By Karen Green / 03/16/2023

Zamaria Kinsey of Sunbury, North Carolina, was selected as a national spokesperson for Tech Changemakers, a 4H youth program, for her outstanding community impact.

EAST GREENSBORO, N.C. (March 16, 2023) – As a high school student in rural Sunbury, North Carolina, Zamaria Kinsey has firsthand experience with the digital divide. A sophomore at Gates County High School, inconsistent internet access at school and home requires her to use a “hotspot” for internet connectivity on an almost daily basis.

Zamaria Kinsey stands to help two women at a computerKinsey is doing her best to conquer that digital divide, however, not just for herself but for others in her community. She joined the 4-H Tech Changemakers program at North Carolina Agricultural and Technical State University in 2022 and, earlier this year, the National 4-H Council named her one of three 2023 National Teen Ambassadors for the program.

“Zamaria’s limitless compassion and remarkable spark make her an outstanding 2023 4-H Tech Changemakers National Ambassador,” said Kyra Faith Wharton, director of the Tech Changemakers National Ambassador program with the National 4-H Council. “In just a few months, she has demonstrated profound leadership in this role, creating and delivering tailored learning opportunities to program leaders and partners from all around the country.”

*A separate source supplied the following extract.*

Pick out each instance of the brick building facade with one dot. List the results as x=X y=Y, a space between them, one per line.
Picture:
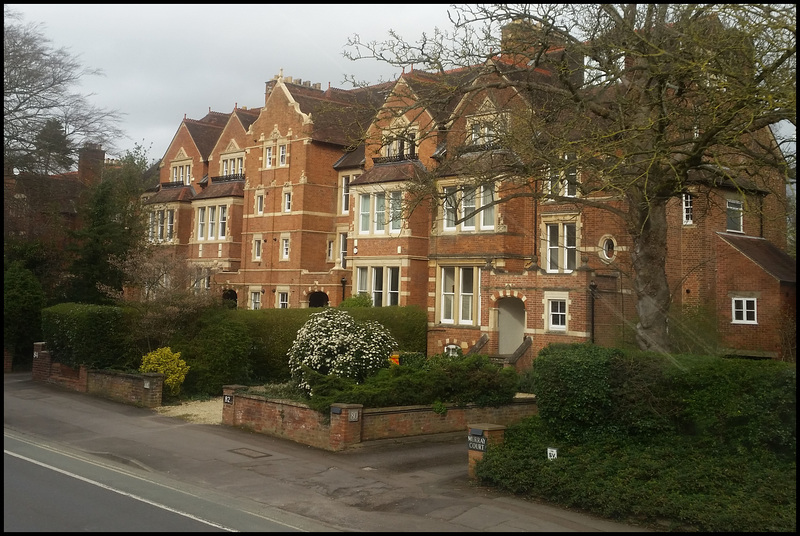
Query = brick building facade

The 4-H Tech Changemakers program trains and equips teens to use their tech savvy to teach adults how to use and leverage digital resources to find employment, including online job seeking, marketing themselves on social media, software use, and more. The $5.75 million investment from coalition partners Verizon, Tractor Supply Co. and Microsoft will allow 4-H teens to bring vital digital skills to more than 35,000 adults across more than 15 states, with a focus on rural regions and communities of color.

In North Carolina, Tech Changemakers have worked with 1,512 adults in Forsyth, Gates, Hertford, Mecklenburg, Scotland, Vance and Wilson counties during the program’s first year. Many of the adult participants were African Americans who had limited experience with broadband and related technologies. Some were teachers who wanted to learn online gaming and other technologies to engage their students.

“We are tackling the digital divide using a teens-as-teachers approach,” said Misty Blue-Terry, Ph.D., 4-H STEM specialist with Cooperative Extension at N.C. A&T who manages the program across North Carolina and the 1890s university system. “Most teens realize that broadband access and technological literacy are essential in today’s world and that access to broadband is not equal across the state. We help them sharpen their knowledge and share it with others so they can help their communities prosper.”

As a teen ambassador, Kinsey serves as a spokesperson for the program and meets regularly with her peers and 4-H leadership to discuss strategies for addressing the digital divide and creating economic opportunity in communities.

“The 4-H Tech Changemakers program came at a perfect time for me. I had noticed a gap in basic computer literacy skills in my community,” said Kinsey. “When I first started leading workshops earlier this year, people of all ages were new to the basic functions of a computer or how to navigate the internet. The program has helped me set my community up for success as they continue to learn new skills.”

Unequal access to high-speed internet has sometimes made it difficult for Kinsey to access training calls and virtual meetings, but if anything, those challenges have made her even more determined to help her community, according to Wharton.

“Among her many achievements, what impresses me most – and even moves me – about Zamaria is her innate drive to rise above challenges and exceed expectations,” Wharton said. “She has led several trainings and participated in others.”

With the support of national 4-H’s nationwide network of Cooperative Extension programs, 19 land-grant universities – nine of which are historically Black colleges and universities – are preparing 4-H teen leaders to teach critical digital skills to adults in their communities through 4-H Tech Changemakers.